Living on the estuary of the Yangtze River, Shanghai children enjoy a vibrant learning environment and a cosmopolitan lifestyle.
At the other end of the river upstream, 2,000 kim away, in Qinghai Province children cherish opportunities to study while earnestly seeking a window to the outside world and its knowledge.
Recently, 45 Shanghai children got a chance to meet their peers on the land-locked and poverty-stricken plateau, during a five-day trip organized by the Shanghai Soong Ching Ling Foundation and Unilever (China) Ltd.
During the trip based on the theme of "Drinking From The Same Yangtze, Loving Our Mother River," Shanghai kids stayed with local families and learned a lot about Qinghai as they planted trees along a Yangtze tributary and visited water conservancy project sites along the river.
"With their own eyes and ears, Shanghai children can understand the nation better, especially the economically backward regions," said Zeng Xiwen, Unilever external relations director.
A visit to the Riyue County Hope Project Primary School, which is tucked away in the mountains and is an hour's drive from the province's capital, Xining City, may have made a lasting impression on the visiting students.
The 45 Shanghai students met their 260 young peers at the Hope Project primary school campus and presented them with a computer. The usually voluble Shanghai kids were quiet when they saw the uneven earthen playground, peeling walls, parched blackboards and spartan teaching facilities the first time.
Despite such conditions, studying at the school is a luxury for most of the children who attend.
The school was established with a donation of 20,000 yuan (US$2,410) from Unilever and another 10,000 yuan from the county government. The money was used to set up campus facilities and provide fee waivers to needy children.
The school principal, Zhou Jianwei, said schools, especially in poverty-stricken areas, are more than just centers of learning.
"They are a symbol that advocates the importance of education among local folks," Zhou said.
There are 11 teachers, including the principal, and all are primary or secondary school graduates.

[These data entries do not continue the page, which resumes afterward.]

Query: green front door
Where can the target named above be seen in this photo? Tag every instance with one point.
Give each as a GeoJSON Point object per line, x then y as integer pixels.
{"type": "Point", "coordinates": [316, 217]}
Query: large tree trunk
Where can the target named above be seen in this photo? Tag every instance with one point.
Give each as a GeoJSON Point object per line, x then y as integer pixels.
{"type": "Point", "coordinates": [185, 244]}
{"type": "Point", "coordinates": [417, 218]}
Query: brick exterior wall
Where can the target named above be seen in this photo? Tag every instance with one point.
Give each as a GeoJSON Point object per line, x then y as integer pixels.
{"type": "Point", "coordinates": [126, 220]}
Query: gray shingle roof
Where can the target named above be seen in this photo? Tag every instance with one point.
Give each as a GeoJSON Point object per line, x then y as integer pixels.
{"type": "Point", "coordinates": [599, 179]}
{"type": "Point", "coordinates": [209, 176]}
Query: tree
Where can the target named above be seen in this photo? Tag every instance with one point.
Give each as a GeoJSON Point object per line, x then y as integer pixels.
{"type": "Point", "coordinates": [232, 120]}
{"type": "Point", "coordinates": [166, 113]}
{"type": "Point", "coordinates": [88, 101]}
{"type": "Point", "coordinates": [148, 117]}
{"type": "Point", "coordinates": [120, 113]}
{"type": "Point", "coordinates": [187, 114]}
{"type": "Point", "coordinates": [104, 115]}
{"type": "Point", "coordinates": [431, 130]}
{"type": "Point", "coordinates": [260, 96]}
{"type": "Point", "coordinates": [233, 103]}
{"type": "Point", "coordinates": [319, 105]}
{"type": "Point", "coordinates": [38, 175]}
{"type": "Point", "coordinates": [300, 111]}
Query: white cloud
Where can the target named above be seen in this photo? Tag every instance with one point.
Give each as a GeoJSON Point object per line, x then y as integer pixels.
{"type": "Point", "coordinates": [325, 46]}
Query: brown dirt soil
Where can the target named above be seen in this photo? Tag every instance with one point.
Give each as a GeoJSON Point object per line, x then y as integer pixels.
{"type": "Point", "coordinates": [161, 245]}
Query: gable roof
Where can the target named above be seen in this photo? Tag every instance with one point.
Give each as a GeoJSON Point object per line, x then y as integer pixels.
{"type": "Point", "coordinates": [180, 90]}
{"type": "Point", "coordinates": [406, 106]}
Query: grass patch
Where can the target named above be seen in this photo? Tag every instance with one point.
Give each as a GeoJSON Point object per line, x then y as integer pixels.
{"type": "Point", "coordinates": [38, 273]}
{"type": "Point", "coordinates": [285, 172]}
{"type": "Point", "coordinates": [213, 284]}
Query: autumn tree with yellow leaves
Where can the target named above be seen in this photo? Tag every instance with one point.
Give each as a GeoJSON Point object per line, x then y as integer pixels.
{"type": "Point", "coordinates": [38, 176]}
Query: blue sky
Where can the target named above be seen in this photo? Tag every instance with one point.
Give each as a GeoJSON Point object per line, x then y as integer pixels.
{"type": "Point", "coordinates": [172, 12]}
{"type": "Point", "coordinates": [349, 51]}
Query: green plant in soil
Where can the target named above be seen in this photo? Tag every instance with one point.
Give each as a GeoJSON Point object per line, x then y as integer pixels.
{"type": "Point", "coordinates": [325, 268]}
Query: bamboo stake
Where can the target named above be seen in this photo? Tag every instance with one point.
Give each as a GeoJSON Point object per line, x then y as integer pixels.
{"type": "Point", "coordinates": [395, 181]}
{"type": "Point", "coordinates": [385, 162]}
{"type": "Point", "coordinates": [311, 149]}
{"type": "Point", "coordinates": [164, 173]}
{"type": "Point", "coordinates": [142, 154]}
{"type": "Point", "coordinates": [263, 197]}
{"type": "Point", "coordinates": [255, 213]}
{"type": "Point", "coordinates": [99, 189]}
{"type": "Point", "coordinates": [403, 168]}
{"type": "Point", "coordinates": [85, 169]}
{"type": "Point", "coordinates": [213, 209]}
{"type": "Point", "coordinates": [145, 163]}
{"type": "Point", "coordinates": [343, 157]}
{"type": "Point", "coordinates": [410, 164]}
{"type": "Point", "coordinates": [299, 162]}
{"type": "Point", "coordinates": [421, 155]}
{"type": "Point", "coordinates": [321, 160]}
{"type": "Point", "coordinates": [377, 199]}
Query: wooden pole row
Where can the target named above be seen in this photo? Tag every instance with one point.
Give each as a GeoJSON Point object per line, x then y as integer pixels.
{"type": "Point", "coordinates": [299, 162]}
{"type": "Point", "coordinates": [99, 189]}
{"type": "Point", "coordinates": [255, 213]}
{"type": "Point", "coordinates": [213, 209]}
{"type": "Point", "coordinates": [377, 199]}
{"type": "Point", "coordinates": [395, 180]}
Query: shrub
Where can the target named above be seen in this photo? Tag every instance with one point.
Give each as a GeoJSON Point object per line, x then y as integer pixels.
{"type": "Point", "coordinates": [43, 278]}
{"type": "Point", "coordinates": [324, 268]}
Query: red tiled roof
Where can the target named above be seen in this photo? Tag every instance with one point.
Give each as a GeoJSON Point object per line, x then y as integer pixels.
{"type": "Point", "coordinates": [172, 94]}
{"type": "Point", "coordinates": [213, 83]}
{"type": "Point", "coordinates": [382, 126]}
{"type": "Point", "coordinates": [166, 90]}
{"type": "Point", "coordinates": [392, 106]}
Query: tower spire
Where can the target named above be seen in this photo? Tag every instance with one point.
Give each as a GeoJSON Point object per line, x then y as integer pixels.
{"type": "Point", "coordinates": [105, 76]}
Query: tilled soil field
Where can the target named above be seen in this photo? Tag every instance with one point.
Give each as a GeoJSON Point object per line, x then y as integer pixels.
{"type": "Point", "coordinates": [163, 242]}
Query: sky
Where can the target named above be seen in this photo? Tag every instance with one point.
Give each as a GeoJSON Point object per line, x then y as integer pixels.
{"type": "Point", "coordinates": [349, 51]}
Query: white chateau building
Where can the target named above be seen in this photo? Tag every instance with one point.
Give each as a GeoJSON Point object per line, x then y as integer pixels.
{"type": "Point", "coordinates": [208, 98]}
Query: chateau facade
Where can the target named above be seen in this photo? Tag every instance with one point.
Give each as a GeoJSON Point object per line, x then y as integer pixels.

"My dream is to become a teacher after I finish my studies, because I'd like to instill knowledge in more children in our valley," Liu Yuan, a 14-year-old female student at the school, told her Shanghai guests.
Liu's vision represents her earnest desire to study even though many children still lack such opportunities.
Qinghai provincial statistics reveal that even now more than 30 percent of school-age children drop out of classes, especially in remote mountainous areas, because many parents prefer them to be at home, herding cattle, growing crops or even taking care of younger siblings.
Fourteen-year-old Xu Weiyi of Shanghai said she was deeply touched by Suolangpeiqun's earnest desire to acquire an education. Everyday, the 12-year-old Tibetan boy walks 10 km in the heat and cold over hills to reach his school.
Bordering Tibet, Qinghai has a large Tibetan population.
"I'm proud that I'm the first person in my family that can speak Mandarin and read Chinese characters all because of the Hope Project school," Suolangpeiqun said.
No doubt it was a fruitful trip for the Shanghai kids. But visits like these also help plateau children to better understand what is happening in the outside world and build friendships, said Nimazuoma, an executive of the Qinghai Province Hope Project Office.